Noche de fuego presenta unos hechos y desarrolla una narración con sus respectivas suspensos y transformaciones: las niñas crecen y el miedo crece también, dentro de ellas y alrededor. Los narcos, el ejército y quién sabe cuántos actores violentos más, apenas entrevistos, se disputan el control del territorio y, claro, de los cuerpos. Todos los cuerpos, en especial los de las mujeres –y los de las niñas–, son considerados territorio disponible para librar una guerra que quizá tiene su nudo ciego o su origen en la violencia sexual

Noche de Fuego, película de Tatiana Huezo 2
La película de Tatiana Huezo elige encaminar su mirada y poner el acento en tres niñas. Foto: Película

Tatiana Huezo, quien ha dirigido un par de documentales extraordinarios –El lugar más pequeño y Tempestad–, desarrolla más la atmósfera que el relato, y construye al lado de la directora de fotografía un equilibrio siempre a punta de romperse entre la impresionante belleza del paisaje y la fuerza devastadora de las acciones humanas.
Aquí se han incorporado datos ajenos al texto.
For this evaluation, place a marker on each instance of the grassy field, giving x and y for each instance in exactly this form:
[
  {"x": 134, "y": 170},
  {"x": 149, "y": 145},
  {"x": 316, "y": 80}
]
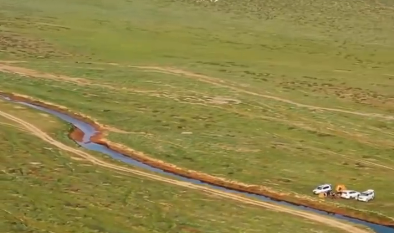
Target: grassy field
[
  {"x": 47, "y": 190},
  {"x": 330, "y": 54}
]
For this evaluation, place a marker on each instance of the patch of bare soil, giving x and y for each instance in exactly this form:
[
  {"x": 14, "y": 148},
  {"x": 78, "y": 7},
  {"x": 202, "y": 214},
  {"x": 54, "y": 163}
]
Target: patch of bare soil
[
  {"x": 83, "y": 155},
  {"x": 99, "y": 138}
]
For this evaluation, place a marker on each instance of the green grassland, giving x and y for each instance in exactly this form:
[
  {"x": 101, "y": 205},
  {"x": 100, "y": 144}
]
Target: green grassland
[
  {"x": 331, "y": 54},
  {"x": 47, "y": 190}
]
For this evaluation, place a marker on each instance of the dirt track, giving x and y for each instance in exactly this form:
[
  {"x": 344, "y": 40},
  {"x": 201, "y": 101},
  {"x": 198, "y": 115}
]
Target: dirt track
[
  {"x": 7, "y": 67},
  {"x": 311, "y": 216}
]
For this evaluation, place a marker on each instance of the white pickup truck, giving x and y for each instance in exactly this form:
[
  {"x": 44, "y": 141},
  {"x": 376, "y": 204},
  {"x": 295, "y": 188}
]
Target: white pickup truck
[{"x": 366, "y": 195}]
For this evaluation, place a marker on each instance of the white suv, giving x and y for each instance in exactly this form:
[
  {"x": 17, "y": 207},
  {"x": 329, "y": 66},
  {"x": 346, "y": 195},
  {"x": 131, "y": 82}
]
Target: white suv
[
  {"x": 348, "y": 194},
  {"x": 324, "y": 188},
  {"x": 366, "y": 195}
]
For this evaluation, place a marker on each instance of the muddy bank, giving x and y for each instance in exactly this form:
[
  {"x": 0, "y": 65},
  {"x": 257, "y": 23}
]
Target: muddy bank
[{"x": 99, "y": 138}]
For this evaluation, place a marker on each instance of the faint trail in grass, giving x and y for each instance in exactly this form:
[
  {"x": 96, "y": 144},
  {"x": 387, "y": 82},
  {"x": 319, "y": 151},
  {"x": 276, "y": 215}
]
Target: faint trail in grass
[{"x": 308, "y": 215}]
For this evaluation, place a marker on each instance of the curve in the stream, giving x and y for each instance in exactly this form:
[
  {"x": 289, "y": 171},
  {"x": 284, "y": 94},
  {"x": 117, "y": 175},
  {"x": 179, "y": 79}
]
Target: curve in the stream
[{"x": 90, "y": 131}]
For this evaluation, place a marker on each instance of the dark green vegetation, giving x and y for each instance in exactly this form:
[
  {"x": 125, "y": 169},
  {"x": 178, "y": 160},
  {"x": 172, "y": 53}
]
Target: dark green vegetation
[
  {"x": 331, "y": 54},
  {"x": 47, "y": 190}
]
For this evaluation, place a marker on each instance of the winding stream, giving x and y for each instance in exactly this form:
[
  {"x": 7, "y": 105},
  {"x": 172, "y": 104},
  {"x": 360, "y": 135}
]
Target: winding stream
[{"x": 90, "y": 131}]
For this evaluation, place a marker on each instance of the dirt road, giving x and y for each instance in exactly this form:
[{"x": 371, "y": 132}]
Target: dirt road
[
  {"x": 311, "y": 216},
  {"x": 8, "y": 67}
]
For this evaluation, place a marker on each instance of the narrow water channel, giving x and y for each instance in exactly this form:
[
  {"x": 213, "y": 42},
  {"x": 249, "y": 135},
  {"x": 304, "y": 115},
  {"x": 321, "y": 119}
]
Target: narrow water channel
[{"x": 90, "y": 131}]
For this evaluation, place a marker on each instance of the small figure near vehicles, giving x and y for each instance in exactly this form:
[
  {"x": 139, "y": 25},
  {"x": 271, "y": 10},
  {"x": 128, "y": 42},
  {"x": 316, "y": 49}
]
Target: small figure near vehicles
[
  {"x": 349, "y": 194},
  {"x": 366, "y": 195},
  {"x": 324, "y": 188}
]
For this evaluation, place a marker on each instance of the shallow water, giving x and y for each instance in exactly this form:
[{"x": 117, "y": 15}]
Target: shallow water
[{"x": 90, "y": 131}]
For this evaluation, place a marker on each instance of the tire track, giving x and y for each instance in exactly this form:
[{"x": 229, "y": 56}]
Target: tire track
[{"x": 307, "y": 215}]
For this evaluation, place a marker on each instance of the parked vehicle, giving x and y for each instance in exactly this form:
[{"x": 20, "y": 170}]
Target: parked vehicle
[
  {"x": 324, "y": 188},
  {"x": 349, "y": 194},
  {"x": 366, "y": 195}
]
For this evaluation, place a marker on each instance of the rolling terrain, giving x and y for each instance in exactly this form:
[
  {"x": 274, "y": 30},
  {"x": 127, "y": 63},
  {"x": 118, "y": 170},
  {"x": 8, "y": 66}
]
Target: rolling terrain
[{"x": 283, "y": 95}]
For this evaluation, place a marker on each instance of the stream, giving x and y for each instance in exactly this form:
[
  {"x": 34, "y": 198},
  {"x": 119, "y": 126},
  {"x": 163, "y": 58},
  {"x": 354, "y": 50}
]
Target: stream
[{"x": 90, "y": 131}]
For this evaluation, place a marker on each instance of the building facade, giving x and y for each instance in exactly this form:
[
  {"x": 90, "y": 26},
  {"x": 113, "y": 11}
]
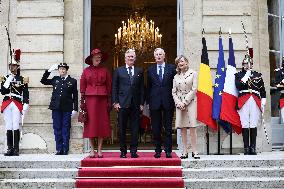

Frente al despojo y la violencia inminentes, los personajes, y en especial las niñas, crean un mundo atento a todo lo que las rodea. No están ciegas, no son tontas, pero intuyen que otro mundo es posible, incluso si la huida es todo lo que les queda. Alguien describió a la película como un cuento de hadas naturalista. Y sí, uno donde incluso en una vulnerabilidad extrema, la de estas niñas, hay espacios de ellas que, a pesar de la herida, nunca les pertenecerán a los señores del miedo.